Publication of digital documents over the Internet poses serious security and privacy threats to both authors and readers. Previous research by the UPM Facultad de Informática’s Distributed Systems Laboratory researchers addressed information leakage in popular Microsoft Office document formats. This research focuses on the PDF document format, which is the de facto standard for digital document exchange. Many institutions worldwide have adopted PDF as their document standard, and it has been estimated that billions of PDF documents are published or downloaded every day. The results of this research were published in the Journal of Systems and Software.
Published documents could include additional author-related data, such as user name, document location on the author’s machine and even parts of the documents that were deleted before publication.
Some of this information, such as the user name or the last day the document was edited, are referred to as meta-data and are used by reader or editor applications to improve the user experience; however, they could lead to privacy breaches mainly because authors are not aware of their disclosure upon document publication. Other sensitive information is leaked because of the poor design of the document format.
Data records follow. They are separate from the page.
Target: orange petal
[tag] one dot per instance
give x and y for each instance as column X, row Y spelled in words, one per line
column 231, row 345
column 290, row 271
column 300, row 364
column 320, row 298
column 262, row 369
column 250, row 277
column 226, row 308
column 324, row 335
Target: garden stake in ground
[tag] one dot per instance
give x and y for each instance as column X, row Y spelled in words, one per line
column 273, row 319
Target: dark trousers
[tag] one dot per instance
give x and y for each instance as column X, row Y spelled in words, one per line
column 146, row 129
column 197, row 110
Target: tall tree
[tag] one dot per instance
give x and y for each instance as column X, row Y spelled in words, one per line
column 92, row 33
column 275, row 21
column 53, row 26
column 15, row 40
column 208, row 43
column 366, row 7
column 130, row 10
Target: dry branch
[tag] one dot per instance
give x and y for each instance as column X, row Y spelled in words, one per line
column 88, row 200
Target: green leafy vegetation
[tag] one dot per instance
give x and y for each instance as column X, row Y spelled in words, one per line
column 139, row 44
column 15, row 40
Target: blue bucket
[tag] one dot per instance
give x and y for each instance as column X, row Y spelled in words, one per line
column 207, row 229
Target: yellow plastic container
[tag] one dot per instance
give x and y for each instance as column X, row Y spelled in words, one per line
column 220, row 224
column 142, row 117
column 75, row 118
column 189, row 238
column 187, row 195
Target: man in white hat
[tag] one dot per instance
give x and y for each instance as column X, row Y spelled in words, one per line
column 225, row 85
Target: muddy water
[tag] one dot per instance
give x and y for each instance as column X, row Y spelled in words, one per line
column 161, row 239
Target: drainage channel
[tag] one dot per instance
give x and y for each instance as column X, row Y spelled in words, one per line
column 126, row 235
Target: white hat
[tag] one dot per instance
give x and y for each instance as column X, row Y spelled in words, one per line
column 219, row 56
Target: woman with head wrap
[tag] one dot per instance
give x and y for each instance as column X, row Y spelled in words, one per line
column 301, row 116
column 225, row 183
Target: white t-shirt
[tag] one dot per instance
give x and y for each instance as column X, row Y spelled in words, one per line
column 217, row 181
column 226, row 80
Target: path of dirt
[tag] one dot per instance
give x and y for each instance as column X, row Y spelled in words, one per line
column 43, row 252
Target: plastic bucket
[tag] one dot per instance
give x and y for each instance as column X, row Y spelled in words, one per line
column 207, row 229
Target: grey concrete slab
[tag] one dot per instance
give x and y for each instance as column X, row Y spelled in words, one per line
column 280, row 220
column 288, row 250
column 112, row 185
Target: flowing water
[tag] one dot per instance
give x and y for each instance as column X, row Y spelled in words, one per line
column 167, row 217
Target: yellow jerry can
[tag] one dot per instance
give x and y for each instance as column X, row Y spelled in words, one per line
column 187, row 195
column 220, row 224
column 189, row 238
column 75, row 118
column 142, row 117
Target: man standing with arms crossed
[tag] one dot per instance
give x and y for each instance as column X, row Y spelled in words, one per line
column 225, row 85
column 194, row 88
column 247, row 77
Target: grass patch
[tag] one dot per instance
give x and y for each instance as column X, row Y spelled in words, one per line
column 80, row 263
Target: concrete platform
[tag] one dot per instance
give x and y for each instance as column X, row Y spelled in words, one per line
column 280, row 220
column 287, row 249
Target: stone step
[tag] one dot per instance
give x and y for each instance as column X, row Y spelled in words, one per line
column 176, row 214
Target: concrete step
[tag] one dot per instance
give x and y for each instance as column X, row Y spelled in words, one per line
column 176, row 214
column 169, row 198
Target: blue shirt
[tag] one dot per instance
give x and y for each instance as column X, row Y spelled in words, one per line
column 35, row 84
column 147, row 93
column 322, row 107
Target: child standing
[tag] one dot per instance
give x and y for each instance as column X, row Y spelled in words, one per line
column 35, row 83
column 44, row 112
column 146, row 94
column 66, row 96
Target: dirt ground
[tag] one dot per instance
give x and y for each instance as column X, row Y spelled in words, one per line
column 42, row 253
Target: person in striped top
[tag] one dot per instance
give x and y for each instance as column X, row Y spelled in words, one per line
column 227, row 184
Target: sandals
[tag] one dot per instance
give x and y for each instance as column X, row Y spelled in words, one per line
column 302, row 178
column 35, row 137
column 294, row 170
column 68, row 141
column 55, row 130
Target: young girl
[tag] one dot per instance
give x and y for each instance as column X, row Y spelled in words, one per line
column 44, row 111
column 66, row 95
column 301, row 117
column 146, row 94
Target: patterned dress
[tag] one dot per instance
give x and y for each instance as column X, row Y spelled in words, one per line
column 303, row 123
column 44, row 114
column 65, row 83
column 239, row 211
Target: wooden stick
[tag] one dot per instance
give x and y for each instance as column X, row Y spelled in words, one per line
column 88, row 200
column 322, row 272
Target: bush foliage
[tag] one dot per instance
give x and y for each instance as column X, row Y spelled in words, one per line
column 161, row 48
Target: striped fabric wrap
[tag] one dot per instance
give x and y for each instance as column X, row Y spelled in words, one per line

For example, whenever a paragraph of a document is deleted, PDF authoring applications do not remove the paragraph but rather mark it as “invisible.” This way, the reader application does not visualize the deleted text when the document is opened for reading. Hence deleted data is kept along with the document and can be read by any malicious user that knows where to look for it. UPM researchers have developed several tools to extract information from PDF documents that are not accessible with standard document readers.
Avoiding information leakage
There are many popular incidents where document publication has revealed much more information than the publishers intended to communicate. For example, the Coalition Provisional Authority in Iraq published a PDF document on the “Sgrena-Calipari Incident” in May 2005. Black boxes were used to conceal the names of some of the people involved in the incident, but they were all easily revealed by copying the text from the original document into a text editor. Several companies and institutions have distributed guidelines to avoid information leakage in published documents after the media reported news about documents published on the Web containing sensitive information that was not supposed to be made public.
From the reader’s point of view, opening a downloaded PDF document could expose sensitive information like the IP address of the user’s machine, the user name and potentially any other information that is stored on the machine used to open the document. This is due to the interactive features of PDF applications. Several actions, like connecting to a website or reading data from a disk, can be automatically triggered every time a PDF is opened for reading. Ideally, the user should be warned of the risks of the action being taken and asked for confirmation. This research has highlighted that in many settings, especially when opening PDF documents within an Internet browser, triggered actions are performed without user notification or agreement. In their work, the UPM researchers elaborate on how it would be possible to retrieve and abuse information about each user that downloads and reads a PDF document.
Finally, the UPM researchers believe that PDF document format is a powerful document exchange medium. The main goal of their work is to make users aware of the risks that they face every time they publish time a document on the Internet and to provide effective guidelines to minimize the leakage of sensitive information.